Os privilegiados vão se refugiar em áreas mais tranqüilas, na beira de algum lago charmoso, mas uma grande parte da população viverá no espaço inadequado porque já não não faz mais parte da equação sócio-econômica. O retorno de um investimento urbano acontece depois de dez anos, é um período muito longo, já não entra mais nos fluxos financeiros que só pensa retornos após quatro anos. É impressionante constatar que na ocasião em que Alfred Agache foi convidado para fazer o plano urbanístico da cidade do Rio de Janeiro, não se falava em rentabilidade após quatro ou dez anos.

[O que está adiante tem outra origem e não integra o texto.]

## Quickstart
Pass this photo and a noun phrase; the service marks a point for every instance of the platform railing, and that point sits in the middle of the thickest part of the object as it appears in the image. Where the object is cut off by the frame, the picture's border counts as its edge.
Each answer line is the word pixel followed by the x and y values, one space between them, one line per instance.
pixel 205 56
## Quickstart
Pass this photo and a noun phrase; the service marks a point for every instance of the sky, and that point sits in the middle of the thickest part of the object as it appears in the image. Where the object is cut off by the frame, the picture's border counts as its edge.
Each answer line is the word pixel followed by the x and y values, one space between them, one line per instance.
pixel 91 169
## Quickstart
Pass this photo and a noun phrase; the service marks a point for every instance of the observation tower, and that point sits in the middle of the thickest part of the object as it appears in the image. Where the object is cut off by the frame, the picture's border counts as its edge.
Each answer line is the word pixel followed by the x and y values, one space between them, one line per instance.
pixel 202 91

Apenas se dizia que o plano da capital do Brasil estava sendo realizado. Hoje a cidade já não conta com um grande projeto urbano para dar continuidade ao anterior. Existem apenas projetos para a revitalização de bairros, alargamentos. Não sabemos mais como controlar o todo porque prevalecem os investimentos privados. Não podemos controlar o tempo. Não podemos decidir sobre o dinheiro alheio. Trata-se de uma mudança que é resultante do desenvolvimento extraordinariamente acelerado da economia e da técnica. Temos, portanto, uma nova relação com o espaço, onde os arquitetos e a arquitetura são chamados para projetarem lugares fictícios, imagens que vão localmente levantar a moral. A grande maioria da arquitetura serve somente para a eficiência comercial e isso é um grande problema.
Eu não sou ingênuo a ponto de achar que o mundo seja unificado, que existe uma formula para resolver os problemas em grande escala. Eu acredito que hoje a questão local seja muito importante também. Há cinqüenta anos tinha-se a convicção que se iria resolver industrialmente todos os problemas do mundo. Agora nós sabemos que essa idéia universal pode funcionar em outros sistemas – indústria, finanças, etc. A arquitetura e o sítio têm um lado arcaico bem local, que sempre possui uma lição para o amanhã. Somos uma série de tribos locais, mesmo partilhando das informações mundiais.